Bug 441970

Summary: RHEL5 cmirror tracker: filesystem is missing after 'successful' device failure iteration
Product: Red Hat Enterprise Linux 5 Reporter: Corey Marthaler <cmarthal>
Component: cmirrorAssignee: Jonathan Earl Brassow <jbrassow>
Status: CLOSED ERRATA QA Contact: Cluster QE <mspqa-list>
Severity: high Docs Contact:
Priority: high    
Version: 5.2CC: agk, bstevens, ccaulfie, dwysocha, edamato, heinzm, jbrassow, mbroz, syeghiay
Target Milestone: rcKeywords: TestBlocker
Target Release: ---   
Hardware: All   
OS: Linux   
Whiteboard:
Fixed In Version: Doc Type: Bug Fix
Doc Text:
Story Points: ---
Clone Of: Environment:
Last Closed: 2009-01-20 21:25:43 UTC Type: ---
Regression: --- Mount Type: ---
Documentation: --- CRM:
Verified Versions: Category: ---
oVirt Team: --- RHEL 7.3 requirements from Atomic Host:
Cloudforms Team: --- Target Upstream Version:
Embargoed:
Bug Depends On:    
Bug Blocks: 444983    

Description Corey Marthaler 2008-04-10 21:52:33 UTC
Description of problem:
After executing a successful device failure iteration on a 3 legged mirror, my
script was unable to umount the gfs filesystem because it appeared to be missing. 

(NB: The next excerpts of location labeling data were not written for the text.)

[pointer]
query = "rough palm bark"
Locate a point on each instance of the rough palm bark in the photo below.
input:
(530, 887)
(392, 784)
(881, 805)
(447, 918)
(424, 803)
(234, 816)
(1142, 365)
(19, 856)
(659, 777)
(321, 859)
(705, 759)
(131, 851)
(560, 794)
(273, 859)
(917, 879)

Stopping the io load (collie/xdoio) on mirror(s)
Unmounting gfs and removing mnt point on taft-01...
/sbin/umount.gfs: there isn't a GFS filesystem on
/dev/mapper/helter_skelter-syncd_primary_3legs_1
/sbin/umount.gfs: there isn't a GFS filesystem on
/dev/mapper/helter_skelter-syncd_primary_3legs_1
couldn't umount /mnt/syncd_primary_3legs_1 on taft-01

[root@taft-02 tmp]# gfs_tool sb /dev/helter_skelter/syncd_primary_3legs_1 all
gfs_tool: there isn't a GFS filesystem on /dev/helter_skelter/syncd_primary_3legs_1

[root@taft-02 tmp]# lvs -a -o +devices
  LV                               VG             Attr   LSize   Origin Snap% 
Move Log                        Copy%  Convert Devices
  LogVol00                         VolGroup00     -wi-ao  66.19G               
                                              /dev/sda2(0)
  LogVol01                         VolGroup00     -wi-ao   1.94G               
                                              /dev/sda2(2118)
  syncd_primary_3legs_1            helter_skelter mwi-ao 800.00M               
    syncd_primary_3legs_1_mlog 100.00        
syncd_primary_3legs_1_mimage_0(0),syncd_primary_3legs_1_mimage_1(0),syncd_primary_3legs_1_mimage_2(0)
  [syncd_primary_3legs_1_mimage_0] helter_skelter iwi-ao 800.00M               
                                              /dev/sdg1(0)
  [syncd_primary_3legs_1_mimage_1] helter_skelter iwi-ao 800.00M               
                                              /dev/sdh1(0)
  [syncd_primary_3legs_1_mimage_2] helter_skelter iwi-ao 800.00M               
                                              /dev/sde1(0)
  [syncd_primary_3legs_1_mlog]     helter_skelter lwi-ao   4.00M               
                                              /dev/sdf1(0)
[root@taft-02 tmp]# dmsetup ls
helter_skelter-syncd_primary_3legs_1_mimage_0   (253, 3)
helter_skelter-syncd_primary_3legs_1_mlog       (253, 2)
helter_skelter-syncd_primary_3legs_1    (253, 6)
VolGroup00-LogVol01     (253, 1)
VolGroup00-LogVol00     (253, 0)
helter_skelter-syncd_primary_3legs_1_mimage_2   (253, 5)
helter_skelter-syncd_primary_3legs_1_mimage_1   (253, 4)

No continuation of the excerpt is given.